What's Being Done to Make Delicious Market Tomatoes
So now, Klee and numerous horticultural scientists are working to bring flavor back. But, growers — and supermarkets — still need the qualities of a modern tomato. "Breeding is now a balancing act because growers still want a good yield and disease resistance," Klee says. "We have to keep key pieces in." At the University of Florida, the horticultural science department is growing over 100 varieties of tomatoes and uses a tasting panel of over 100 people to help identify what makes a tomato taste good. They've come up with a list of compounds that impact flavor, and the tasting panel help identify what people like, and then determine how much of each compound is in the tomatoes that get approval from the panel. The process produces a scientific recipe for a great tomato.
"DNA sequencing has become cheap, so we've sequenced the genomes of 500 different varieties of tomatoes," Klee says. They can identify genes that make good-tasting modern tomatoes, trace where those genes came from, and bring them back. It creates a breeding roadmap."
Right now, Klee and his team are working on nine different genes to put into modern tomatoes, creating fruit with the yield, disease resistance and shelf life that growers and markets want, but with the flavor that tomato lovers crave.
Better Tomatoes Are a Few Years Away
The challenge with creating better fruit and vegetables is that it takes time.
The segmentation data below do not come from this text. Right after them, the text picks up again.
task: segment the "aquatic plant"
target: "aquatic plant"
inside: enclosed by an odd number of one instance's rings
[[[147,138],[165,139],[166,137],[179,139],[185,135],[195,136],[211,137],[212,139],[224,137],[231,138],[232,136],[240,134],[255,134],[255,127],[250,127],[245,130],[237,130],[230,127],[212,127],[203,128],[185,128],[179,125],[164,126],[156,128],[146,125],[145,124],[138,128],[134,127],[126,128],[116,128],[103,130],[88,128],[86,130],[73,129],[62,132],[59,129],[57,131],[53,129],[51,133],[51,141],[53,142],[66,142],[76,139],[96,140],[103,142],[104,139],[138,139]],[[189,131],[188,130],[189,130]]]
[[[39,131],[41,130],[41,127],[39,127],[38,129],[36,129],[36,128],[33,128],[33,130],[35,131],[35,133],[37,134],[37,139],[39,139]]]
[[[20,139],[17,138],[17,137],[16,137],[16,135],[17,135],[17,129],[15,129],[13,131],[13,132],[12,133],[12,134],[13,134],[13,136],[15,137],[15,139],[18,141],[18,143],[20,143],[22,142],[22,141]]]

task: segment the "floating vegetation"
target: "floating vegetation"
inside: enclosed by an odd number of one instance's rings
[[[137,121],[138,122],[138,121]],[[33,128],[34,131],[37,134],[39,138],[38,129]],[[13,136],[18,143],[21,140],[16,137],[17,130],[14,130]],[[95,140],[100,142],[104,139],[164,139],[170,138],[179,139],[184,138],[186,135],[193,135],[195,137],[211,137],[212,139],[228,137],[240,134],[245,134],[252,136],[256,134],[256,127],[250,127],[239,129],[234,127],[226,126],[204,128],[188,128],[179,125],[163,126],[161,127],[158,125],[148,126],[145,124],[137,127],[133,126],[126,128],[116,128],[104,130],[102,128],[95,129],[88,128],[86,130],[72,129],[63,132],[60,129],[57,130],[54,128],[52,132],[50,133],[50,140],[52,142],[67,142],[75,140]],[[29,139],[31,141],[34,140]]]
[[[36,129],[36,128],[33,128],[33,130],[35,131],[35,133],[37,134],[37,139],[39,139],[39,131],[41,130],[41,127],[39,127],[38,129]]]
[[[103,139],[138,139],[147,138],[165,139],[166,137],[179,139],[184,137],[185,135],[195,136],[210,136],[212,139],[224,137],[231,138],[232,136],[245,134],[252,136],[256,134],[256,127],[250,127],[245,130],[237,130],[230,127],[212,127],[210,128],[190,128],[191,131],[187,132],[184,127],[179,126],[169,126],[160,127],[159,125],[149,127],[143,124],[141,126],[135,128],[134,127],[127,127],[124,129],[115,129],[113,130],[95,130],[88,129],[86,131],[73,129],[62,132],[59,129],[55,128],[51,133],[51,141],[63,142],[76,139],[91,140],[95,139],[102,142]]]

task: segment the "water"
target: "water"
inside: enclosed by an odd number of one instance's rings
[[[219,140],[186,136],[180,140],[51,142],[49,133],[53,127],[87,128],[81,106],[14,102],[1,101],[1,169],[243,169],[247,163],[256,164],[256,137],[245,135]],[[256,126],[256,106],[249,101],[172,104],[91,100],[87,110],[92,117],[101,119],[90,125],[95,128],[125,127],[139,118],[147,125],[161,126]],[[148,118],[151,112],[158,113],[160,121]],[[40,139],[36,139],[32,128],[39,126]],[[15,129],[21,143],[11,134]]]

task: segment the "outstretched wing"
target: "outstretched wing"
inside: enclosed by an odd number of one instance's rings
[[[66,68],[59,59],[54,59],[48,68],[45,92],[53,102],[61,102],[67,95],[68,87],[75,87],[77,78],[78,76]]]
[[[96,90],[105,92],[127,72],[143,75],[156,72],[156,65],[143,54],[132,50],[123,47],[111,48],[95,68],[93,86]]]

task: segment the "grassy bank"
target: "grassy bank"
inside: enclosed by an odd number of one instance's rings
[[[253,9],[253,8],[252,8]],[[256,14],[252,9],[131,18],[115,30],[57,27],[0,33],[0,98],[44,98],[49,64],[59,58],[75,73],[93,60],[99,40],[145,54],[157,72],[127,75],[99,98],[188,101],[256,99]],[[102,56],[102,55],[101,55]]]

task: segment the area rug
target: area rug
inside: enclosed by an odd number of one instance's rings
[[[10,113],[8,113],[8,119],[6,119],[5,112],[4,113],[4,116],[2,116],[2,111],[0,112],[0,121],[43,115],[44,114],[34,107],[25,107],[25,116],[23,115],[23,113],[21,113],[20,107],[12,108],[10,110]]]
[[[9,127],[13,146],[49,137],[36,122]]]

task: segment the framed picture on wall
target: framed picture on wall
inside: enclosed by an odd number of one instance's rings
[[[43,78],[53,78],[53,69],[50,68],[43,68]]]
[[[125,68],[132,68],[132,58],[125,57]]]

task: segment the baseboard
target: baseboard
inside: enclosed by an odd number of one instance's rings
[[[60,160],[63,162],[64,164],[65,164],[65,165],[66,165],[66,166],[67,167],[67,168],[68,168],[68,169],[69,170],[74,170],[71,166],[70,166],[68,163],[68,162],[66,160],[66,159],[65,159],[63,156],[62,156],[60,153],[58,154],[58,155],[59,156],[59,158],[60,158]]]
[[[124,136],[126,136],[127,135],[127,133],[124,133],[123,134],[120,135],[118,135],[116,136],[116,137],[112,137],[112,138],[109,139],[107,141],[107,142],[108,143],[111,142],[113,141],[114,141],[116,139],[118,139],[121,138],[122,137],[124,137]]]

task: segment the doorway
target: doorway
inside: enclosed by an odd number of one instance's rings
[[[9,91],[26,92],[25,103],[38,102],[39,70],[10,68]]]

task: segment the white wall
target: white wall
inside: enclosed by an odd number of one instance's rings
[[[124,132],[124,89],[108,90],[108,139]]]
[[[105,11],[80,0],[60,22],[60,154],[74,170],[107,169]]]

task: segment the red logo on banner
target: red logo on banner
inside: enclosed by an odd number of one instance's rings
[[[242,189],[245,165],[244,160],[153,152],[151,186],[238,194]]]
In Florida, Klee and his team can only grow two generations of tomatoes a year. But, better tomatoes are on the horizon. Klee says tasting panels in summer 2019 will help them finalize a tomato that's got it all. Once that's done, the challenge is getting growers to take a chance on planting and selling them. "Realistically, it will be several years because growers want to adopt new plants conservatively," Klee says. The university is working with several commercial seed companies that want to be first in the market with good tomatoes.
Consumers have a role to play in getting better tomatoes to market, too: buy them. "Some people are willing to pay more for great flavor, but most people are price sensitive. If you pay little, you get what you pay for," Klee said. "People need to step up and pay for better tomatoes."